E’ possibile da parte di schiavi e di servitori, ma non di tutti: infatti non sia permesso ad ogni servitore di unirsi ad essi, ma siano ben noti, come sono noti quelli che si accostano ad una statua, coloro che collaborano con noi all’opera d’arte.

Come infatti non è sconveniente, se noi siamo architetti e costruiamo una casa per un signore, non permettere da parte nostra che si accostino alla costruzione indistintamente tutti i servitori, così ora fondando una città e dei cittadini per il re celeste non è sconveniente affidare a tutti il lavoro?

Invece quanti dei servi sono validi collaborino; se invece non ce n’è nessuno, cercane uno a pagamento, un uomo di valore, e affida il tutto specialmente a lui, cosicché collabori all’impresa.

 

La storia di Caino e Abele

 

 

39. Non ascoltino dunque siffatti racconti.
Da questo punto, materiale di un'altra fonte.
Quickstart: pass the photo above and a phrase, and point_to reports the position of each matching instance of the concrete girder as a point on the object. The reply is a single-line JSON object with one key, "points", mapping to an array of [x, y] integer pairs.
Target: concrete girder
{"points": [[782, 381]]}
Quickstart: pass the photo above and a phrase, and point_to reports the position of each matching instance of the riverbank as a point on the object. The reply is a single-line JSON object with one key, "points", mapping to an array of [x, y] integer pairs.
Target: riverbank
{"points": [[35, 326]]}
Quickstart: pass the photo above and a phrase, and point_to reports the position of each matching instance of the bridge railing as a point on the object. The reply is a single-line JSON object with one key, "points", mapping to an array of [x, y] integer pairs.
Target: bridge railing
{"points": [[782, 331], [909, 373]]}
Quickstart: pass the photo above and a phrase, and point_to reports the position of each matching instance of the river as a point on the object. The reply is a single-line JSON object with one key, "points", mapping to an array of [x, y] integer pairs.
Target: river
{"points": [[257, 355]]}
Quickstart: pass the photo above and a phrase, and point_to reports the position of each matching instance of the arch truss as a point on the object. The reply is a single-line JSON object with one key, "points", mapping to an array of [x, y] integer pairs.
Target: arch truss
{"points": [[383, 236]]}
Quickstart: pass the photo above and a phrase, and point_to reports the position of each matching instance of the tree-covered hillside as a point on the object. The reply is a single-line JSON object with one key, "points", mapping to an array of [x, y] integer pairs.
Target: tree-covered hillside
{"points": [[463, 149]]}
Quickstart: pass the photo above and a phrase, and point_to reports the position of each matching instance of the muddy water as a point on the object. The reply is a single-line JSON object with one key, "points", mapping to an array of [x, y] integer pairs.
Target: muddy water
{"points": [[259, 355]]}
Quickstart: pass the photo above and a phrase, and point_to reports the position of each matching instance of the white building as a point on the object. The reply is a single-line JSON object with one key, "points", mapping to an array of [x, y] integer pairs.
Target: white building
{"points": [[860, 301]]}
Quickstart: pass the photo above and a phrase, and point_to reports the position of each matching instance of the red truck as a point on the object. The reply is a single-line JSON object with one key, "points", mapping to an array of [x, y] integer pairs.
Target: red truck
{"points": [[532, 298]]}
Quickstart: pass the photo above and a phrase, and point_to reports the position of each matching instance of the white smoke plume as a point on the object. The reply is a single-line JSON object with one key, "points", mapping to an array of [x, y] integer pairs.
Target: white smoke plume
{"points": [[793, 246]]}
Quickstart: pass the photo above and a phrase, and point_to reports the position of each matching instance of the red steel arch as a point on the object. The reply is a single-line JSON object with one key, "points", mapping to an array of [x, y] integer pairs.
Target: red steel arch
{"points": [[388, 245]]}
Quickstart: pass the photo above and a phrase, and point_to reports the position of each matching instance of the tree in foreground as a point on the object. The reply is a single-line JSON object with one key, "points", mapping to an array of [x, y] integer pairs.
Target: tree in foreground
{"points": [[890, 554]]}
Ma quando abbia interrotto le fatiche derivanti dagli studi (lo spirito infatti ama trattenersi sulle antiche narrazioni), parlagli distogliendolo da ogni atteggiamento puerile, dal momento che tu stai allevando un saggio ed un atleta ed un cittadino dei cieli.

Digli dunque e raccontagli: "C’erano una volta due figli di un solo padre, due fratelli". Poi, dopo esserti fermato, aggiungi: "Ed usciti da uno stesso ventre. Uno era più vecchio, l’altro più giovane. Ed uno era contadino, il più vecchio; l’altro, il più giovane, pastore. E questo conduceva le greggi nelle valli e negli stagni".

Ed addolcisci il racconto, in modo che il fanciullo provi qualche diletto e non gli affatichi lo spirito. "Quello seminava e piantava. E talvolta parve bene ad essi rendere onore a Dio. Ed il pastore, presi i primi capi delle greggi, le offrì a Dio".

Non è molto meglio raccontare queste cose al posto dei montoni dal vello d’oro e di quella fanfaronata? Quindi tienilo desto ha un certo senso il racconto , non aggiungendo nulla di falso, ma ciò che deriva dalla Scrittura. E quando ebbe offerto a Dio le primizie, all’improvviso discese un fuoco dal cielo e tutto attrasse verso l’altare celeste. Il più vecchio non fece così, ma se ne andò e, riservatesi le primizie delle sue fatiche, offrì a Dio le seconde parti. E Dio non le gradì, ma le trascurò e le lasciò rimanere sulla terra. Quelle invece le accolse in alto presso di sé. E come avviene per i soprintendenti nelle campagne, che il padrone onora ed accoglie in casa uno di quelli che gli recano offerte, mentre ne lascia stare fuori un altro, allo stesso modo avvenne anche qui.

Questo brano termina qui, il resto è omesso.